偸盗(ちゅうとう)
偸盗という言葉を見ていると、どうして人はここまで簡単に「盗む」という言葉を理解したつもりになれるのかが分からなくなるし、分からないというより気持ちが悪くなる、盗むとは物を奪うことだ、金を奪うことだ、財産を奪うことだと誰もが迷いなく口にするのだが、それは盗まれたと分かるものしか見ていないだけであって、見えているものを数えながら理解したなどと言われても、そんなものは盗みの後始末を眺めているだけで、盗みそのものを見ていることにはならず、本当に盗むという行為は奪われたと気付かせないところから始まっているはずなのに、誰もそこまで思考を潜らせようとしない、潜らせないというより、潜った瞬間に自分の足元まで崩れてしまうから怖いのだろう、だから皆、盗まれた財布や金額だけを数えて安心する、数えられるものならまだ残っていると思えるからだ。
数えられないものはどうする。
失ったことさえ分からないものはどうする。
人はそれを盗みとは呼ばないらしい、呼べないのではなく、呼んでしまえば今まで自分が見てきた盗みというものがあまりにも浅かったと認めることになるから呼ばないだけで、本当は笑う理由も、怒る理由も、疑う理由も、信じる理由も、もっと前に誰かに持っていかれているかもしれないのに、それを考えようともしないまま物だけ見て盗みを語る、その順番だけはどうしても理解できないし、理解したいとも思わない、理解とは思考を止めるための言い訳にしか見えないから、理解したと言う人間ほど盗まれていることに気付かないまま生きていくのだろうし、その姿を見ていると、盗む側は随分と楽なものだと思えてしまう、盗まれた本人が自分は何も盗まれていないと信じ続けてくれるのだから、これほど都合のいい盗みがあるだろうか。

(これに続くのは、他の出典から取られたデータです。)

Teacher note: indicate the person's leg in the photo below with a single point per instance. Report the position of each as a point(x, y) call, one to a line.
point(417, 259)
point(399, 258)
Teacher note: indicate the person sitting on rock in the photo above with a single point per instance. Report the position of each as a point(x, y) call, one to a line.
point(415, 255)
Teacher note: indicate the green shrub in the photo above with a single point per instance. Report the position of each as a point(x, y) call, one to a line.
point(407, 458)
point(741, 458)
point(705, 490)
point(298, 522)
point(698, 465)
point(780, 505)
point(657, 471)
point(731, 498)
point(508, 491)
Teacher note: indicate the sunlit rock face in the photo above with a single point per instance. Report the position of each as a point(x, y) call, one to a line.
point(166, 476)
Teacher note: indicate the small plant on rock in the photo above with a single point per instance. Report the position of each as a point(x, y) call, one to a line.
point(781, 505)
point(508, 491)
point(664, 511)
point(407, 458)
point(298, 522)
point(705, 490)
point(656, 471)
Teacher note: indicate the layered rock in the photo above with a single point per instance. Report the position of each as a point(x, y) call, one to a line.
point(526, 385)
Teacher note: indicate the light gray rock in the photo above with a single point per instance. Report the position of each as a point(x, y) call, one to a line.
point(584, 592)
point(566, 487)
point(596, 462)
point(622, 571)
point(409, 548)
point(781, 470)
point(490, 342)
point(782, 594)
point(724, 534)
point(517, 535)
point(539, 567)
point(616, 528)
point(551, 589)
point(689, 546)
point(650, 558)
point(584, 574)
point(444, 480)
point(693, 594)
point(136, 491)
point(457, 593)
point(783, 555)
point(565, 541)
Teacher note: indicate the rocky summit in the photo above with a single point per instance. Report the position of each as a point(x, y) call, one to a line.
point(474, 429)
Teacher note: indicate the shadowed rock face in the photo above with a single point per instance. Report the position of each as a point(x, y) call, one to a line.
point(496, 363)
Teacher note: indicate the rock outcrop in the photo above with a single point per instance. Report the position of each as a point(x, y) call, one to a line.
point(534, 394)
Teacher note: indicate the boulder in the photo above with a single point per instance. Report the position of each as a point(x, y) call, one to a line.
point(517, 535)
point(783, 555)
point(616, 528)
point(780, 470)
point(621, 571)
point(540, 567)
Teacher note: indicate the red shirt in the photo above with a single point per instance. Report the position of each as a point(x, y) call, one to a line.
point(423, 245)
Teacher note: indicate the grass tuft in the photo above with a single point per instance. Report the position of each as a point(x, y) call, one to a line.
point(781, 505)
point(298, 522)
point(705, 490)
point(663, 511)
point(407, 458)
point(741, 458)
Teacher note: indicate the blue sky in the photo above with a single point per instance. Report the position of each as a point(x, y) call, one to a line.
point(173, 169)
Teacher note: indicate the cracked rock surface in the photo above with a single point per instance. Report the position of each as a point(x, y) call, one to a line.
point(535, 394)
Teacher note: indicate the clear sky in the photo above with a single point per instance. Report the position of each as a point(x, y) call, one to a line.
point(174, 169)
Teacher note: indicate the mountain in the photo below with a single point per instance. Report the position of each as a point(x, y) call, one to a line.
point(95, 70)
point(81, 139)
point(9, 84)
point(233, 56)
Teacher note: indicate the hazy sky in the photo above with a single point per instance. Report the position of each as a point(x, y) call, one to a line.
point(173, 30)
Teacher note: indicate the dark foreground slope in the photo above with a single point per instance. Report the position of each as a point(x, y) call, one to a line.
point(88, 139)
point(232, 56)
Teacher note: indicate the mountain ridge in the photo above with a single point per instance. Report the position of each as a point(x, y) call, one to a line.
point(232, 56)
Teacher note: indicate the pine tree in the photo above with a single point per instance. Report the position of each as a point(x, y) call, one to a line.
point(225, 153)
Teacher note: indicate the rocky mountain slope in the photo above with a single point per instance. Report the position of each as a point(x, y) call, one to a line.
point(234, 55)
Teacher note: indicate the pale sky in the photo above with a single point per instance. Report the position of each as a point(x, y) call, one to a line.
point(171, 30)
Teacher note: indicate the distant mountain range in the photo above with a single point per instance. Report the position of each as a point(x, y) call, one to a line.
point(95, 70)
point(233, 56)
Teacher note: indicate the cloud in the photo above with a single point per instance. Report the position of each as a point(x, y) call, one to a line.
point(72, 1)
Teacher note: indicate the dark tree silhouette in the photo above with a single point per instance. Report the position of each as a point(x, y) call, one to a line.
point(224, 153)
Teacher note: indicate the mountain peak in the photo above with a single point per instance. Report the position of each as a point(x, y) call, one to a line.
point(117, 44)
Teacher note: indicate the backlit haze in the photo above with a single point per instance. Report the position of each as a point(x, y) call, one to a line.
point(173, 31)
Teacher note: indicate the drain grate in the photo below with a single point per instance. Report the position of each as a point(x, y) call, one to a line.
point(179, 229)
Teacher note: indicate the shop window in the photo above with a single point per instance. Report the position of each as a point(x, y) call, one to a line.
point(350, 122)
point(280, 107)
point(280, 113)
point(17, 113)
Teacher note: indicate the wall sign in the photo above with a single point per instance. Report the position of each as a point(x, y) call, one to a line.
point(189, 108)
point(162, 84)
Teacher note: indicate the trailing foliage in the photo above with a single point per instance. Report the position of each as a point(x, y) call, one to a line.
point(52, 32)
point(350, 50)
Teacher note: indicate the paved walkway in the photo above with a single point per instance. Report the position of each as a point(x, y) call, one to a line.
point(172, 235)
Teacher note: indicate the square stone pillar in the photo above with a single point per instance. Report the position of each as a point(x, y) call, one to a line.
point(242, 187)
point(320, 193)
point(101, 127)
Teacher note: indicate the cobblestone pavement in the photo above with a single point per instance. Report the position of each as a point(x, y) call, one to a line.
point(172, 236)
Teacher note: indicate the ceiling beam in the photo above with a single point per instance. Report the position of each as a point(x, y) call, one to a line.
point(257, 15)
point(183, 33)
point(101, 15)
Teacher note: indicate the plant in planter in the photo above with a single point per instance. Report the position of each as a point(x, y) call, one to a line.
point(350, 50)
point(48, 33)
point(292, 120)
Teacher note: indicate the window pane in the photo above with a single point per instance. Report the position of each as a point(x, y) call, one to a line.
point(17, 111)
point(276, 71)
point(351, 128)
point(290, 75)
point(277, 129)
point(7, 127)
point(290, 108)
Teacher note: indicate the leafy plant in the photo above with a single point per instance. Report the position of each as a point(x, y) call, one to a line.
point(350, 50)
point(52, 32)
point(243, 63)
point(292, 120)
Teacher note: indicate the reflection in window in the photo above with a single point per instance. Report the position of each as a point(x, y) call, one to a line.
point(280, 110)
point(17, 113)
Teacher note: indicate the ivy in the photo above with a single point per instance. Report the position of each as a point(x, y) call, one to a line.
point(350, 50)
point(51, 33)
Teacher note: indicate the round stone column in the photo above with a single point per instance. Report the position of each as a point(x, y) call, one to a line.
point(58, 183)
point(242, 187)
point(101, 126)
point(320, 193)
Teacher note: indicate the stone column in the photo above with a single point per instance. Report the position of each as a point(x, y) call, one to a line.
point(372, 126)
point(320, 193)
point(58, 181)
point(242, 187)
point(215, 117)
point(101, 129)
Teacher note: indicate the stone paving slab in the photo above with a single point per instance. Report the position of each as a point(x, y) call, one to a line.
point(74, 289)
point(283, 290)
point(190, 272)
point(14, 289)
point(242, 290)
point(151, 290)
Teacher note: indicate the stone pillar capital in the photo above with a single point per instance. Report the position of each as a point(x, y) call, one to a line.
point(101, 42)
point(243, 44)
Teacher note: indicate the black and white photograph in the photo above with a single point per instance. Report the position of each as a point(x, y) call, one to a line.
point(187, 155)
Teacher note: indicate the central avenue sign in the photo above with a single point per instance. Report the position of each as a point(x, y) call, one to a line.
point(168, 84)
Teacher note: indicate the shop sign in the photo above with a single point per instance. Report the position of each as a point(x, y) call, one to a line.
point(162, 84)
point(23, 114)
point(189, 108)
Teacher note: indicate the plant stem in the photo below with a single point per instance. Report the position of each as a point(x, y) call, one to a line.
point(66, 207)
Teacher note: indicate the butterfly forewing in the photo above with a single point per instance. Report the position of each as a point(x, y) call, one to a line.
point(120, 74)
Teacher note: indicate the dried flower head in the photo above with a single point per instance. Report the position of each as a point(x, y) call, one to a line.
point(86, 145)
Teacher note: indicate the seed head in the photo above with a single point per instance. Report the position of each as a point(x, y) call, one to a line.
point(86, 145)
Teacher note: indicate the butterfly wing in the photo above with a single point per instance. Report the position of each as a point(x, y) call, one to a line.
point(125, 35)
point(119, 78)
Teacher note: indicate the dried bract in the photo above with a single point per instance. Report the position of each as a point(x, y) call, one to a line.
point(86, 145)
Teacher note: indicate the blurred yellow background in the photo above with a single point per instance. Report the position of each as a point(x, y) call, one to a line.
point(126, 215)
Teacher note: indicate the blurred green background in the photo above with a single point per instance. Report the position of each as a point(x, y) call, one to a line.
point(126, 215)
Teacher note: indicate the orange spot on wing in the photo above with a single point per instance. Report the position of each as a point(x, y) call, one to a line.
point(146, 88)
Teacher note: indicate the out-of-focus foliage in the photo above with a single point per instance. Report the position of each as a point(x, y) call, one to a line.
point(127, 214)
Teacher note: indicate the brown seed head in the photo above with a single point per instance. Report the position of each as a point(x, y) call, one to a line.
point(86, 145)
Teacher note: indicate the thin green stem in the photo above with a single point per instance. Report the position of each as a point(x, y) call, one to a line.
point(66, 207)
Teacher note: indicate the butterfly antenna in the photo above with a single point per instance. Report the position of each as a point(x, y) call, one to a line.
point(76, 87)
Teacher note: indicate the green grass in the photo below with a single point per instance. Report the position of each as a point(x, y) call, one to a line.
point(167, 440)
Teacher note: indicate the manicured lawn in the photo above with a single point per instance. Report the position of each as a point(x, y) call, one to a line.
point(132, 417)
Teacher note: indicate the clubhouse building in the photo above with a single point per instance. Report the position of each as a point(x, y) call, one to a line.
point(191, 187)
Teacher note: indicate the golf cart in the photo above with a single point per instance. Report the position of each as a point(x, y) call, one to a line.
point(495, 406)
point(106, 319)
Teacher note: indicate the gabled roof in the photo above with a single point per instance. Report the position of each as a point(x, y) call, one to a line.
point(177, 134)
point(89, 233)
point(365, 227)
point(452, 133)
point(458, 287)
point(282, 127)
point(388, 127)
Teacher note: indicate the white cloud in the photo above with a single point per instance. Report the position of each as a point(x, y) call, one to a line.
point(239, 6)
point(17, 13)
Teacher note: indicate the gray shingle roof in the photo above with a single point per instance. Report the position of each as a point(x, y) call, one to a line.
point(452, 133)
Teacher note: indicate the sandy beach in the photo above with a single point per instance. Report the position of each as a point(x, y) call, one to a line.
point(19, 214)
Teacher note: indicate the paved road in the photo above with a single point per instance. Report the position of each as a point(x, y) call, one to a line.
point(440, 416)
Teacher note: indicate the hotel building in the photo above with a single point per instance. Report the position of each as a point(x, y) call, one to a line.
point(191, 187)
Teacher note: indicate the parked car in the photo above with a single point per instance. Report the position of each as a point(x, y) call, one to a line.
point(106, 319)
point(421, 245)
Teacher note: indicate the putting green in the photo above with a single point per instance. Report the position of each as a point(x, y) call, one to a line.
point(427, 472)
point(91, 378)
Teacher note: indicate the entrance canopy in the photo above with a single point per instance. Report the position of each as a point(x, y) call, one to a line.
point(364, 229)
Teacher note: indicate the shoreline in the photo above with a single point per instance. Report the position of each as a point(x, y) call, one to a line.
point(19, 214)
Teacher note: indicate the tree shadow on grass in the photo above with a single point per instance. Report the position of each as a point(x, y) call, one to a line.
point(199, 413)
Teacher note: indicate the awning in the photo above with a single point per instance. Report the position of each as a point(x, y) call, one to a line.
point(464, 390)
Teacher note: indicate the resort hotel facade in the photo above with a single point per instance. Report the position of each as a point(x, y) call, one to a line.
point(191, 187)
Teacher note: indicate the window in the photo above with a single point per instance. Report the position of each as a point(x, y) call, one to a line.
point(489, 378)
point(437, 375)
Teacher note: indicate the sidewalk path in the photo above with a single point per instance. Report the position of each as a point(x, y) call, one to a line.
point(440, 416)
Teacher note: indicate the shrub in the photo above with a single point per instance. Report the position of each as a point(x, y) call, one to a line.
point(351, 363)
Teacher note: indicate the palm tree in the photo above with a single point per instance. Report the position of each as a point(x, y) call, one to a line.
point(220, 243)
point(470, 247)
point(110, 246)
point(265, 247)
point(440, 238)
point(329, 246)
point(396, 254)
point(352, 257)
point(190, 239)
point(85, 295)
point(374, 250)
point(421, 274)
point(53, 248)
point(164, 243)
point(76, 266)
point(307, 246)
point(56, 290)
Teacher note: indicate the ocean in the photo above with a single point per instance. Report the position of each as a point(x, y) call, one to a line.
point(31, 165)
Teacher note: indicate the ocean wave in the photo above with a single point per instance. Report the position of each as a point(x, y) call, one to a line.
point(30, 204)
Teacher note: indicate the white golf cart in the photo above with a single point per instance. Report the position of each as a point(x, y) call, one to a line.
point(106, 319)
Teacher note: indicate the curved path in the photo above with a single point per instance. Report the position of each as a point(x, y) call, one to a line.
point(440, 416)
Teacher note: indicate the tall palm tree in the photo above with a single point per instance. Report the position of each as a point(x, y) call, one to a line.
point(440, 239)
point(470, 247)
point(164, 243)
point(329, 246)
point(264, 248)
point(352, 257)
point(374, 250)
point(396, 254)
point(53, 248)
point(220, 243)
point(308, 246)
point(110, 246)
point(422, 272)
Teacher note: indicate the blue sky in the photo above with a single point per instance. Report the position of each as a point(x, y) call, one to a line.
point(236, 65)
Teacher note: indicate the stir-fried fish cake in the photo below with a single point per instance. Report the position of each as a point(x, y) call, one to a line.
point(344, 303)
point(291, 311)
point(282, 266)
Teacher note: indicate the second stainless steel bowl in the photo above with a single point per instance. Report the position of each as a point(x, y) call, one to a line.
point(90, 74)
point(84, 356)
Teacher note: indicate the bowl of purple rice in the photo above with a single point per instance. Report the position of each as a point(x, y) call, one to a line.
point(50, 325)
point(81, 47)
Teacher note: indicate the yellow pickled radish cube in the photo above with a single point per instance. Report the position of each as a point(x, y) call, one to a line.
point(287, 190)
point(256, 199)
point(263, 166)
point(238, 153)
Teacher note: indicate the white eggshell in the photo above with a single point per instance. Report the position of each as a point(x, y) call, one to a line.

だから私は「偸盗」という二文字が嫌いなんじゃない、この二文字を軽く使う人間が嫌いなんだ、盗みという行為をあまりにも安くしすぎている、盗まれたことが分かるものだけを盗みだと思い込み、盗まれたことさえ分からなくされたものを最初から存在しなかったように扱う、その鈍さが、この言葉を腐らせる、腐らせていることにも気付かず、それでも盗みを知っている顔で語る、その顔を見るたびに、本当に盗まれたものは財布でも金でもなく、人間が自分で失ったことに気付く力そのものだったのではないかという考えだけが何度捨てても戻ってきて、戻ってくるたびに私はまた「偸盗」という二文字を見つめ直してしまう。